Three decades later, Rose Simmons is seeking answers about her mother, who disappeared when she was a baby. Having learned that the last person to see her was Constance Holden, a reclusive novelist who withdrew from public life at the peak of her fame, Rose is drawn to the door of Connie’s imposing house in search of a confession …
The Confession by Jessie Burton is an intimate, moving novel about the power of women, and their relationship with each other. In a letter accompanying the book, Jessie acknowledges that the book is about the physical, psychological and spiritual autonomy of women —it explores love, sex, friendship, family and work, and how these things are vital to a woman’s self-esteem and sense of self. The Confession, in many ways, is an exploration of female identity.
The book follows a dual timeline, switching back and forth between 1980s, when Elise and Connie’s paths cross, to decades later in 2017, when Elise’s daughter Rose is on a desperate search to find her mother.
Elise is beautiful, young and naive — too trusting, but also desperate for love and connection. She meets the much older Constance Holden, who is bold and confident, sure of herself and charismatic. Constance is a writer whose novel is about to be turned into a Hollywood film, and when the two being a relationship, Elise follows Connie to Los Angeles.
“Elise closed her eyes and thought about how, at dinner parties, there are always other conversations not being shared. Matt and Shara and their unseen baby, lost like a ghost inside their marriage. Elise wondered whether there was any pain left in Shara’s body now, or whether it was just in her head, an occasional guest who led her down a staircase that only she could tread.”
Elise is easily overwhelmed once she moves to Los Angeles. Connie grows a bit distant and their relationship grows strained. Soon, Elise is finding comfort in someone else’s arms — someone she shouldn’t be pursuing.
In present day 2017, Rose wants to track down her missing mother. Elise abandoned Rose and her father when she was very little, and no one has heard from her since. Does Connie know? Rose creates an alias and takes a job as Connie’s assistant, working quickly to find out what happened to Elise all those years ago.
“Connie’s eyes were moist, her gnarled fingers resting on either arm of the chair as if it was a throne. She’d spoken so much, unpacking herself, and she looked exhausted. I watched as her face folded slowly into a picture of sadness. I wanted to go to her, to comfort her, to tell her that my mother was in this room, an old love, an invisible thread, trying together the ones she’d left behind.”
The three women are incredibly complex — we meet them all intimately over the course of the novel. We see them in private moments, when they’re scared or challenged. We witness their weakest moments and their strongest.

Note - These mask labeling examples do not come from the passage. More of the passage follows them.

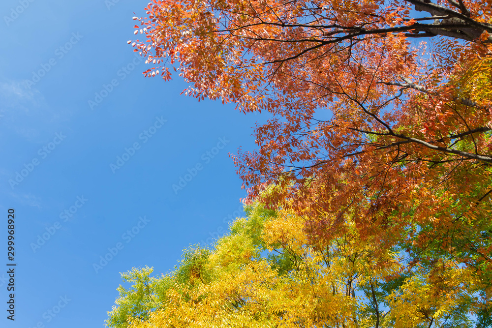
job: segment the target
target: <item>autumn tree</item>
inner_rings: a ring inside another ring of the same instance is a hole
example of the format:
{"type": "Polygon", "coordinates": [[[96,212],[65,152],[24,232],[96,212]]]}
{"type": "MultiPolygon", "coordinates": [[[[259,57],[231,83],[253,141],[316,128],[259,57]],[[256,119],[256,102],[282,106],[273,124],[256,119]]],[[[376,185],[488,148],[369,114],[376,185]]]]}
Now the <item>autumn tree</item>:
{"type": "Polygon", "coordinates": [[[315,249],[348,220],[381,254],[406,245],[429,272],[472,271],[490,297],[492,1],[155,0],[146,10],[134,18],[145,39],[129,42],[155,64],[146,76],[175,70],[188,95],[271,114],[255,129],[257,149],[234,158],[249,200],[303,217],[315,249]]]}
{"type": "MultiPolygon", "coordinates": [[[[315,249],[291,211],[246,208],[212,249],[185,249],[175,270],[122,274],[108,326],[150,327],[471,327],[483,282],[449,259],[413,266],[403,244],[384,252],[362,240],[344,215],[343,231],[315,249]]],[[[479,316],[477,327],[487,327],[479,316]],[[482,325],[481,326],[480,325],[482,325]]],[[[490,322],[489,322],[490,323],[490,322]]]]}

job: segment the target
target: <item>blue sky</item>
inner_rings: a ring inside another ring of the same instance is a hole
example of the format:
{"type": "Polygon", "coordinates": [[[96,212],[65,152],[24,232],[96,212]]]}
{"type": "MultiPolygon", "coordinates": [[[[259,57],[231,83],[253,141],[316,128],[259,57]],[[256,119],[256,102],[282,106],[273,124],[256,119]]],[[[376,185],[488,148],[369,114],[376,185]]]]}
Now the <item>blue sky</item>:
{"type": "Polygon", "coordinates": [[[126,41],[147,3],[0,4],[0,327],[103,327],[120,272],[172,269],[183,248],[222,233],[242,208],[228,154],[254,147],[262,116],[180,95],[177,76],[144,78],[126,41]],[[96,272],[105,256],[113,258],[96,272]]]}

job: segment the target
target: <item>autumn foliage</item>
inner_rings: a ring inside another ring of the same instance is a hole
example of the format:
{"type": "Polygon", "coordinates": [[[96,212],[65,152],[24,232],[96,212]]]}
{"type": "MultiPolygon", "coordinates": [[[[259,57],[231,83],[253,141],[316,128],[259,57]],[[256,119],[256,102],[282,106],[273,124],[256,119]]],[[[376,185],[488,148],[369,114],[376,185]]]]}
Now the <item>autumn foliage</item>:
{"type": "Polygon", "coordinates": [[[317,252],[351,232],[377,258],[402,247],[432,281],[467,270],[489,304],[492,1],[155,0],[146,10],[134,18],[145,39],[132,43],[155,64],[146,76],[175,70],[186,94],[271,114],[255,129],[258,149],[234,157],[248,201],[303,218],[317,252]]]}
{"type": "Polygon", "coordinates": [[[409,266],[401,248],[378,251],[351,223],[314,249],[302,217],[260,204],[246,212],[213,249],[185,250],[168,274],[122,274],[132,286],[119,288],[108,326],[464,328],[471,313],[478,327],[491,323],[480,279],[455,261],[409,266]]]}

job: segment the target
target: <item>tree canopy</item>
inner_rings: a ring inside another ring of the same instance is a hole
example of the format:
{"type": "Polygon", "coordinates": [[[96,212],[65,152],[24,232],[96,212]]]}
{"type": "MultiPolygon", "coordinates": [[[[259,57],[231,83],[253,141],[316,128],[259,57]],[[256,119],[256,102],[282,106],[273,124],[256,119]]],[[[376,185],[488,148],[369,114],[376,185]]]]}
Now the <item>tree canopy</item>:
{"type": "Polygon", "coordinates": [[[464,328],[471,314],[476,327],[491,323],[483,279],[453,259],[412,265],[404,242],[381,252],[349,220],[315,249],[291,211],[256,204],[246,212],[212,249],[185,249],[170,273],[122,274],[133,286],[119,288],[108,326],[464,328]]]}

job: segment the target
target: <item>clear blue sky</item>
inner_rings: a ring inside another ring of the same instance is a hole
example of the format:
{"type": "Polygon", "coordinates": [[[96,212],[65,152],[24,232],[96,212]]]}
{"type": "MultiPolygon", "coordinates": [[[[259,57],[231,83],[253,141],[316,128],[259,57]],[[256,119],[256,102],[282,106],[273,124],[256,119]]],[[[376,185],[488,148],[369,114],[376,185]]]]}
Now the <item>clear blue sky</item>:
{"type": "Polygon", "coordinates": [[[177,76],[144,78],[126,41],[147,3],[0,4],[1,327],[103,327],[120,272],[172,269],[184,248],[227,228],[245,196],[228,154],[253,147],[262,116],[180,96],[177,76]],[[180,177],[189,181],[174,190],[180,177]],[[5,282],[11,208],[14,322],[5,282]]]}

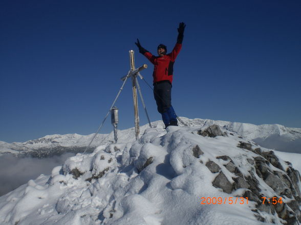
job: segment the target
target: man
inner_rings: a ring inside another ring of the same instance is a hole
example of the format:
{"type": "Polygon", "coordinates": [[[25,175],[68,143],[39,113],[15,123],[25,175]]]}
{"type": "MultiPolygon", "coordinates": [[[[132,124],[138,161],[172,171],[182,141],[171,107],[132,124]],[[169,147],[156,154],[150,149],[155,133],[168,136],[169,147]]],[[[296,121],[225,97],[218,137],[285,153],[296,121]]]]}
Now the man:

Characterisation is one of the strengths of the novel, taking us deep inside the minds and motivations of Elise, Connie and Rose. They’re all so unique and their voices so distinct — Jessie has done an exceptional job of capturing each of their personalities so vividly.
“An electric sense of my skin, my hands and feet. I did not feel triumphant. But I did, in an interesting way, feel more free. To be always waiting and wanting had been my most natural state to be. To be yearning for something, rather than having the guts to make it real.”
The Confession is a fabulous, luminous read, tackling friendship, women, motherhood, parenting and the complexities of relationships. Fans of literary fiction, women’s fiction, and the importance of strong, female-led stories will love this. I haven’t yet read Jessie Burton’s previous works but now I plan to go out and buy her books. Her writing is seamless and evocative — her sentences structure flawless.
Thank you to the publisher for mailing me a review copy in exchange for an honest review.